At Reykjavík Energy we have Eiríkur Hjálmarsson, former journalist and programme producer at state TV station RÚV, whereas at Landsvirkjun we find one Ragna Sara Jónsdóttir, former journalist at RÚV and newspaper Morgunblaðið. Alcoa prides itself of Erna Indriðadóttir, long-time journalist at RÚV, while Rio Tinto Alcan sports Ólafur Teitur Guðnason, former journalist at RÚV, DV and business paper Viðskiptablaðið (it is worth noting that Ólafur is also known for his once-annual books analysing and criticising the media, not from the usual Chomsky-like left-wing, but rather a right-wing perspective). At last but not least, the only employee of Samál (or The Icelandic Association of Aluminium Producers) is Þorsteinn Víglundson who, along with a few jobs in the financial sector, used to write news for Morgunblaðið.

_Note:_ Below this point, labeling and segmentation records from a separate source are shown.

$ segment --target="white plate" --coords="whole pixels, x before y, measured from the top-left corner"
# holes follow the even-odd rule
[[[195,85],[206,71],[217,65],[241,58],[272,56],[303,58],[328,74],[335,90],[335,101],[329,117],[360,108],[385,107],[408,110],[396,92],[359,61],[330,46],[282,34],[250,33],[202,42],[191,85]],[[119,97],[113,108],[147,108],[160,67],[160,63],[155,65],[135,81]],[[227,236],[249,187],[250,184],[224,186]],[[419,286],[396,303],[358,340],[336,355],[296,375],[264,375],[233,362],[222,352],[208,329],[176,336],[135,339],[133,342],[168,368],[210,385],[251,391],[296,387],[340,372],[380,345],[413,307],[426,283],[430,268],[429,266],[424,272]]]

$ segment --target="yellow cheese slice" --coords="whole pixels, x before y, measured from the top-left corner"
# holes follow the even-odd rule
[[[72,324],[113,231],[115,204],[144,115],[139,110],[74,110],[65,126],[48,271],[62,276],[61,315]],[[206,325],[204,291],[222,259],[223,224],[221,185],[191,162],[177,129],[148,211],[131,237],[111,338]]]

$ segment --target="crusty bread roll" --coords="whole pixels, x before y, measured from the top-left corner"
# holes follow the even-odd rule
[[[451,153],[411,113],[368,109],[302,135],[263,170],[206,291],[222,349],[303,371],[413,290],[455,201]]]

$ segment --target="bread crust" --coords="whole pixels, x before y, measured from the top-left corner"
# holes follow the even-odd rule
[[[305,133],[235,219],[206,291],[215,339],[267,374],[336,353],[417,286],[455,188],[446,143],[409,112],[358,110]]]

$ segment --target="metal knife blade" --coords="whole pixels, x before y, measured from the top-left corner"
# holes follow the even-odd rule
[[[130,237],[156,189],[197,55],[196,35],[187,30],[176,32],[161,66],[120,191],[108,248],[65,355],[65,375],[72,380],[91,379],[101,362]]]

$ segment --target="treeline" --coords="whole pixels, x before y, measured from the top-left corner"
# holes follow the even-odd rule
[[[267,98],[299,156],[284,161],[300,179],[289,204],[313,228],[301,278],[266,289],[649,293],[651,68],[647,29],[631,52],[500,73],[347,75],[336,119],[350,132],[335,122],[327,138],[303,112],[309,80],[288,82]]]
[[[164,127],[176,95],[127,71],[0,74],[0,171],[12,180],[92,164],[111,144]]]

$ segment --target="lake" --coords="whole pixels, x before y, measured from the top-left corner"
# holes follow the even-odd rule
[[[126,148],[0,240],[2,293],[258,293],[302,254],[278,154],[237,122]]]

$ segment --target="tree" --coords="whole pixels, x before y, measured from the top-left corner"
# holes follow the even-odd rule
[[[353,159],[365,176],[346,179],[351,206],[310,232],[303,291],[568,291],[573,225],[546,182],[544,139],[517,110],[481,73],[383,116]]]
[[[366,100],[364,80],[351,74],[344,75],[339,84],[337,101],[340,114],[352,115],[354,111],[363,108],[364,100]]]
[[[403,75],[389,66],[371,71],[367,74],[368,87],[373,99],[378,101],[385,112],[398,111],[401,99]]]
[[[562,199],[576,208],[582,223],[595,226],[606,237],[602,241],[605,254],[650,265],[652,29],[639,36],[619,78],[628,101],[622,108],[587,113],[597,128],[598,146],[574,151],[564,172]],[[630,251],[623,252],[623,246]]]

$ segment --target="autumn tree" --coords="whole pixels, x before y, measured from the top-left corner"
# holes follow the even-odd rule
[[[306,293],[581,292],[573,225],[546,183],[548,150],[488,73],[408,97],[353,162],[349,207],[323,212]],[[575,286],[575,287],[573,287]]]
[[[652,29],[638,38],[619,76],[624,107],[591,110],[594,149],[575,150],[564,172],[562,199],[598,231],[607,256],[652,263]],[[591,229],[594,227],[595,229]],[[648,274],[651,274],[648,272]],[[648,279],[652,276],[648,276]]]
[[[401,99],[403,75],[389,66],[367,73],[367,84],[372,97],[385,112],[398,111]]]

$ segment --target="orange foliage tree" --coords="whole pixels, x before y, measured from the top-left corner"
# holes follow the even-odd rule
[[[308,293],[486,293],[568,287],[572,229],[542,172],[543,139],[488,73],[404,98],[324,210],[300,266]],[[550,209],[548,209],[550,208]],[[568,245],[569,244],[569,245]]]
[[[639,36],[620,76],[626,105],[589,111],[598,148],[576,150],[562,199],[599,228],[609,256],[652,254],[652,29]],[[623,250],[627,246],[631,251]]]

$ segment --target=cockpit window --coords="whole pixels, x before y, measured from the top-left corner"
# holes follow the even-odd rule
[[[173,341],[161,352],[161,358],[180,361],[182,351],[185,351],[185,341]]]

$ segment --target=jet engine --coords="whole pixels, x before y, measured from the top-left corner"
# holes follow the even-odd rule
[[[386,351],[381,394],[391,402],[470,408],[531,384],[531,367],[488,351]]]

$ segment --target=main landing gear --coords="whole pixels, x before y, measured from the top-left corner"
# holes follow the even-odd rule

Quite an impressive list, isn’t? And where does it bring us? Possibly to the assumption that the first-mentioned Kristján Már Unnarsson must be undergoing his entrance examination, or even on-the-job-training. But that would be a bit too simplistic because practically, Kristján Már might well be preparing for a better paid PR job, whereas theoretically it really doesn’t matter if that is the case or not.
What matters is the ever-impenetrable handshake between those two industries: Public Relations and The Media. What, in fact, is one medium’s coverage of a company but a conversation between the two parties? A pre-designed and post-edited conversation, for sure, but a conversation nevertheless. And the conversation element is crucial as a journalist’s co-dependency and lack of professionalism (deliberate or not) are of no use if the Holy Trinity’s most important link is missing. And vice versa: Without sympathetic journalists, a PR stunt is likely to end up dead in the water.
The stunt’s key moment, as Spice Girls realised and told us, is “when two become one.”